For evidence of this, look at an iPod now. It's a completely different device than the original, crappy LCD, click-wheel crap. It plays games now! It has a compass, a telephone. It's a goddamn video camera/DVR/baby monitor! The fact that it can also be an end-device for digital music is now entirely incidental. The content of the thing, in terms of its technology and functions, have far exceeded the form it was supposed to maintain.
Technology is content itself. Technology is a medium. The Internet is Language. The fact that content now let's use view other content, by nature of their combined content is interesting, but not a revolution in form. Once reading and writing was also a unique form, but it doesn't mean that linguistic communication was new. You can call it HTML if you want, or mp3, or even YouTube: it is all language. It is a language which enables the expression of other languages. Code is both a form and a content. It all depends on what you want to manipulate. If you want to write English language books, you probably see English words as content, and the book as the form. If you want to sell consumer electronics, you probably look at mini-processors and touch-screens as the content, and slick, thin form-factors and UI as the form. If you want to distribute literature to many people who want to read it, you probably should look at quality literature as the form, to which acceptable content-networks are applied. The genera of form can help you think about the species of content, but in the end, the generic and the specific are merely ways of thinking about meaning.

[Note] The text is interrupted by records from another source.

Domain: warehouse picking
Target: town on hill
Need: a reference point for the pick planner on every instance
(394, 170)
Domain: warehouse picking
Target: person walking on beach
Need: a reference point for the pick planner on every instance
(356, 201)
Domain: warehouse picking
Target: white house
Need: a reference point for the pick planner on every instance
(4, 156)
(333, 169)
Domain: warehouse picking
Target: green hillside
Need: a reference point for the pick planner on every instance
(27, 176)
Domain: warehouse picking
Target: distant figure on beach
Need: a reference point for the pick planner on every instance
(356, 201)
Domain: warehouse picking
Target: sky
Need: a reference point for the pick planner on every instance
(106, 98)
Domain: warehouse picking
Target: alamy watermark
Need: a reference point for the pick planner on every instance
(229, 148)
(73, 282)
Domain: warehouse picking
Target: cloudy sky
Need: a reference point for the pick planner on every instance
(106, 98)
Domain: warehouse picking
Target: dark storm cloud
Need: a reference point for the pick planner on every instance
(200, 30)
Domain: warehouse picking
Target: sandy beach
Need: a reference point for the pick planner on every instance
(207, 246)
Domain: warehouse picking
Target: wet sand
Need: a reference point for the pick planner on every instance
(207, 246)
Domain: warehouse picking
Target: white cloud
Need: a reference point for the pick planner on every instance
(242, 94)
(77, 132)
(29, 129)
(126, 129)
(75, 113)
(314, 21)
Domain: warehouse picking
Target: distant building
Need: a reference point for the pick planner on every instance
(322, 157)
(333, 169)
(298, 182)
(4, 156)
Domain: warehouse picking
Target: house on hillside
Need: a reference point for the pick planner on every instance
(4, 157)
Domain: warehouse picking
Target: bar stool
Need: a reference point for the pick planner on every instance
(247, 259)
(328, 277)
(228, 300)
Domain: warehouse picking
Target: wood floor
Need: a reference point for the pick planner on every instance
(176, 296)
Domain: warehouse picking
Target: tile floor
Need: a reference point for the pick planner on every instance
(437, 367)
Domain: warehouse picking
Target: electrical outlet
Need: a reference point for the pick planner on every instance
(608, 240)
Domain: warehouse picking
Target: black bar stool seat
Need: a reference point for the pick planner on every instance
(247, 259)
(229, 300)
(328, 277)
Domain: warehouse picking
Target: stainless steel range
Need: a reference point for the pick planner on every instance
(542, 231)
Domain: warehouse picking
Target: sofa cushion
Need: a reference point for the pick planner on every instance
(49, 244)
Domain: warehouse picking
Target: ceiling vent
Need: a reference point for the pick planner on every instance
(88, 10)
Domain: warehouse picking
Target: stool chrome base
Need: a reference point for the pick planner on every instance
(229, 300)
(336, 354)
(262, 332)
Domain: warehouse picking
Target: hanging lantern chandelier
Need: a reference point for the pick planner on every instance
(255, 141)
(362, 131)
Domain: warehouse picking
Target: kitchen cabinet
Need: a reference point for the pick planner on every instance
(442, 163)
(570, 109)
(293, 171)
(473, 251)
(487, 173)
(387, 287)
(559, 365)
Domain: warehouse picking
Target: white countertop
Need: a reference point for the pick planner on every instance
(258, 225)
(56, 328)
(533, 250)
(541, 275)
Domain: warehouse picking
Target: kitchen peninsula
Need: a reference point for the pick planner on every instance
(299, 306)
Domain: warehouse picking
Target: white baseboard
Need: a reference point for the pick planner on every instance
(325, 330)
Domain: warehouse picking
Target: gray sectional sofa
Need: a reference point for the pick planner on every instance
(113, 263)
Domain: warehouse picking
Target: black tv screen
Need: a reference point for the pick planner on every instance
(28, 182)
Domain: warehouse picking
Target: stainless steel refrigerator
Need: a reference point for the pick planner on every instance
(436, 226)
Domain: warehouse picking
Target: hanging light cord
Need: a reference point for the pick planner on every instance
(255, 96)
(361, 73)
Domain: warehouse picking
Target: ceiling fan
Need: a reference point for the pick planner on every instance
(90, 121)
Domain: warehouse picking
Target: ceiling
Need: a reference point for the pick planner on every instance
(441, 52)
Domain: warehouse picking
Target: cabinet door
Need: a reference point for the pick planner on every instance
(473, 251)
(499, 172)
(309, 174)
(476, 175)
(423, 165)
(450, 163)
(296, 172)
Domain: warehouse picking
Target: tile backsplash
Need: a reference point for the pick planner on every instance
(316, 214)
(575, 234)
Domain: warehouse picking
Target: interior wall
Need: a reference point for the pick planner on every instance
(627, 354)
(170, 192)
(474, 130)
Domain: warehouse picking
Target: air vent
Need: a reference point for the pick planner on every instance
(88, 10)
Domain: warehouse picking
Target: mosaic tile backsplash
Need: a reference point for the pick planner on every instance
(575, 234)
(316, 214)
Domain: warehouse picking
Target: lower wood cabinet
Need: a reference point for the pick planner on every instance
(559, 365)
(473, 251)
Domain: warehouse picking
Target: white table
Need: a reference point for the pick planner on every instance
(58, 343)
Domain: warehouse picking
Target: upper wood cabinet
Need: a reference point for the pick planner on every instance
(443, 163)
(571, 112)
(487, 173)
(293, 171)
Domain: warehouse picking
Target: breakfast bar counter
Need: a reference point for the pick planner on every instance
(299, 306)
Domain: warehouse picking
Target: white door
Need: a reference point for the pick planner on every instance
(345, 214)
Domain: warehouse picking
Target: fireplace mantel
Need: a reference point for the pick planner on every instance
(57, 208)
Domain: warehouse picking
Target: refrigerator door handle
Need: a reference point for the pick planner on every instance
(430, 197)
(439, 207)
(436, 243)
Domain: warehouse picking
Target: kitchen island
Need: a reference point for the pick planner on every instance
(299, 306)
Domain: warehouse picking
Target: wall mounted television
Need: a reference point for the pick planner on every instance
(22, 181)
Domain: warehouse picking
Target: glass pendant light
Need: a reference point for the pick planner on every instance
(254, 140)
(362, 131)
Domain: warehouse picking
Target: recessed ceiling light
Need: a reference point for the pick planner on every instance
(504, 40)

Which brings me to a last, elusive point, which I will not fully explain. Because content and form are really interchangeable depending on your conscious point of view (a coordination of content and form itself), neither are material in the sense that they cannot be transmuted into an ideal perception of material (what we call specific objects, as opposed to just things). If you really want to access the material roots of both content and form, you will have to go after something on which it is much more difficult to maintain a metaphysical handle: the human "expression" of form and content, and both the production and the consumption of this expression. Expression is found in both content and form, and controls the interaction between the two categories in our mind. It is closer to Kant's Transcendental Ideal, but between you and me, we might just say it is the force flowing through the pipes, no matter what sort of liquid they contain, nor where they might take it.
[For further reading, by a pair of dudes who grip it way better than I do, you might want to check out Deleuze and Guattari's essay on form, content, and expression in A Thousand Plateaus. It might be, "A Geology of Morals", but I can't remember right now. I'll check when I have the book in front of me.]
[Also, it should go without saying (though I'm saying it) that this argument about the form and content of material in space, also applies to Time. Say wha? Never mind! Another time then.]